The OC192MON is being prepared for Indianapolis. Endace has finally caught the Last Bug(tm) which now enables us to put a pair of DAG6.1 cards into the same Dell 2650. I am hearing the second pair of cards is also being returned from rework back to San Diego. [Jörg Micheel]

nai-p-i2a, Internet2 GigaPop in Ann Arbor, MI ~

This OC48 machine is on site in Ann Arbor, and Matt Zekauskas and Dan Pratt are making the connections. Matt reported that the machine had suffered considerable shipping damage by Federal Express. However Matt indicated he has or can fix the damage to make the machine function properly (and it was not as bad as he originally thought). Jim was able to work with Matt to get it connecting to the Ethernet and determine the machine is operating within expected parameters. [Bud Hale, Jim Hale]

nai-p-psc, Pittsburgh Supercomputer Center, Pittsburgh, PA ~

The OC48 machine and splitter were received after an unknown delay in Memphis. Kathy Berringer notified me she received the monitor. It is in good condition and should be installed soon. Received the CDMA timing unit and will be shipping it out shortly.  [Jim Hale]

The PSC OC48MON is coming along nicely, Jim is on the ball. Had some email exchange with Chris Rapier, who is office mate with Kathy Benninger, working on some future measurement proposal. I wonder how much opportunity for collaboration with NLANR there is. [Jörg Micheel]
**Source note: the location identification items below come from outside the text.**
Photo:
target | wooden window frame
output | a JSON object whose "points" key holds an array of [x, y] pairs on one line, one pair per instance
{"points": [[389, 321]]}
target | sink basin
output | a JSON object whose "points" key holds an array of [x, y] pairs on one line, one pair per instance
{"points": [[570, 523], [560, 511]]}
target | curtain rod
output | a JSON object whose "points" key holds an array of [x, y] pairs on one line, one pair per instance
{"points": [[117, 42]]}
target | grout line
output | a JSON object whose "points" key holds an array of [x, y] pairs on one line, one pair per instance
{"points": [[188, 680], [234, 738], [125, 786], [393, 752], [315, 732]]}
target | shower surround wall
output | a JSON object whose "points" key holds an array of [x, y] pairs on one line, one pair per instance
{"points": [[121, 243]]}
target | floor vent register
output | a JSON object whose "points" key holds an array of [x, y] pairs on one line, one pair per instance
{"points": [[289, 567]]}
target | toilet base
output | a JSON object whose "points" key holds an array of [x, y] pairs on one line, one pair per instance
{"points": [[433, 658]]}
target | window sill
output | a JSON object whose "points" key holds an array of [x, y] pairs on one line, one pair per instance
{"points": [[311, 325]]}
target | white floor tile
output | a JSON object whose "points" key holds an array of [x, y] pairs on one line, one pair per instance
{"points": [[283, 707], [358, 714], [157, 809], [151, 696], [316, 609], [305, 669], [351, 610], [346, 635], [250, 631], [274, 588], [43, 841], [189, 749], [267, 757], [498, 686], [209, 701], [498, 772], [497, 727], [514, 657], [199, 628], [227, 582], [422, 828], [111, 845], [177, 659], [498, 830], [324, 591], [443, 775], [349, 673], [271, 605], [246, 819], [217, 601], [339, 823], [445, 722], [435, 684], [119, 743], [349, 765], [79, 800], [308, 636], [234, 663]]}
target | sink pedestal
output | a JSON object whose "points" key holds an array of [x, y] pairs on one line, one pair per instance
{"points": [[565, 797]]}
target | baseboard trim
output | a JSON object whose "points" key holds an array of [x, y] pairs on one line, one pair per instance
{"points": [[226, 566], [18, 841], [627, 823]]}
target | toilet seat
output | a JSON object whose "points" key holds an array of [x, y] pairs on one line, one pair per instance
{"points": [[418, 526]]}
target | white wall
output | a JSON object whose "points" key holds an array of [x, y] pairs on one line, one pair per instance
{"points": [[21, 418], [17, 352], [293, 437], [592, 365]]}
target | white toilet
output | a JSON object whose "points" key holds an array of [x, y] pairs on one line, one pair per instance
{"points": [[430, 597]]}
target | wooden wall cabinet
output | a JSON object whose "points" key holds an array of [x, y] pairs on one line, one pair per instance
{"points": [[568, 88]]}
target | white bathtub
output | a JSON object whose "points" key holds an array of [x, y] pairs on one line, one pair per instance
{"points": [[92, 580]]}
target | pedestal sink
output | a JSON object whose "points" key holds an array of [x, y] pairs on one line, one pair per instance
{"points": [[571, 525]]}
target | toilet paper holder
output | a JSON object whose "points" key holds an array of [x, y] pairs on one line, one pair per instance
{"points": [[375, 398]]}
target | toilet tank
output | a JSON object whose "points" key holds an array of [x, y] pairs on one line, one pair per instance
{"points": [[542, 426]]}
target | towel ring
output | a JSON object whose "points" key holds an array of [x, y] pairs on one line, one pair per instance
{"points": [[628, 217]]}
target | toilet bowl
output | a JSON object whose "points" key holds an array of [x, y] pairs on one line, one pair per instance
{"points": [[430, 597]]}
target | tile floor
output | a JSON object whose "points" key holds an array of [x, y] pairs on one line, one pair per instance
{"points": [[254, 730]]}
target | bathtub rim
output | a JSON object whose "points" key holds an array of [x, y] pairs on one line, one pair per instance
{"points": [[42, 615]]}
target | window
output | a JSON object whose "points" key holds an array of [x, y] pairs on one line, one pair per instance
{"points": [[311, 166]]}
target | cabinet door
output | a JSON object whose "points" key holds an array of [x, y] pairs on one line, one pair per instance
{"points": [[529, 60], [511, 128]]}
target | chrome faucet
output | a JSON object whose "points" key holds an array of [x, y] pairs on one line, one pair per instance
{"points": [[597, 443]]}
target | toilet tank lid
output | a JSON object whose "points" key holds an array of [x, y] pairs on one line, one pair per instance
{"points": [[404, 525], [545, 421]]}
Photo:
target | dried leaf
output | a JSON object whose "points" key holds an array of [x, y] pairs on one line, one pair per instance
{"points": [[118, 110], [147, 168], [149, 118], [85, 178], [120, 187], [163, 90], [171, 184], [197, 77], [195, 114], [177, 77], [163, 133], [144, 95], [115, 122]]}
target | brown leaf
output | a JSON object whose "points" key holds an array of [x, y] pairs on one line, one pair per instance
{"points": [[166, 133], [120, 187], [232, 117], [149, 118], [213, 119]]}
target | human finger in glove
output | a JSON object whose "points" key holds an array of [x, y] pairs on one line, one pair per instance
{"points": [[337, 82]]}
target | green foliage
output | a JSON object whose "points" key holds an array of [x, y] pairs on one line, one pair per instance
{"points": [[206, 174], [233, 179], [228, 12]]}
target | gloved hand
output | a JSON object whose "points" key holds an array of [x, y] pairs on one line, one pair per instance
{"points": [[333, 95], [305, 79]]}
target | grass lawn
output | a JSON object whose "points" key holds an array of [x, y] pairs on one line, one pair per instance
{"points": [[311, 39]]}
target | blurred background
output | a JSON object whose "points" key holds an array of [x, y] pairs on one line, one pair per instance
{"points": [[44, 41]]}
nai-p-sda, San Diego Supercomputer Center, SDSC ~

Researched and purchased new server equipment and components for the machine. This Gigabit Ethernet monitor uses the Dag4.3GE cards from Endace and requires a system board with PCIX slots. After assembly of the machine and the installation of the four 80 GB SATA hard drives, it turns out the back plane controlling the drives is not functioning. Am arranging with SuperMicro to ship out another. [Jim Hale]

~ IPv6 and IPv6 Scamper

Made excellent progress on Scamper's path MTU discovery function (PMTU support). It seems to be working pretty well, although some work is still remaining. Bill Owens has offered to help me out with a 9k MTU clean path by installing an OC3 ATM card into a Linux machine and plugging that directly into a router. [Matthew Luckie]

amp-mtu's IPv6 feed was changed from a 6bone tunnel to native on Abilene. I changed their IPv6 address and sent a new HPCv6.list file out to the IPv6 AMP monitors. [Matthew Luckie]

before:   http://amp.nlanr.net/active/cgi-bin/v6_linkcomparison.cgi?from=amp-nysernet&to=amp-mtu&date=103.11.4

after:   http://amp.nlanr.net/active/cgi-bin/v6_linkcomparison.cgi?from=amp-nysernet&to=amp-mtu&date=103.12.19

I would like to try and get a few runs of the new release of Scamper done so that I can spend some time analyzing the data and creating a list of better IPv6 routes between same pairs of IPv6 addresses. I would like to make the "better routes" data public, and then measure a month later if things have "improved". I think this could be potentially an interesting paper. [Matthew Luckie]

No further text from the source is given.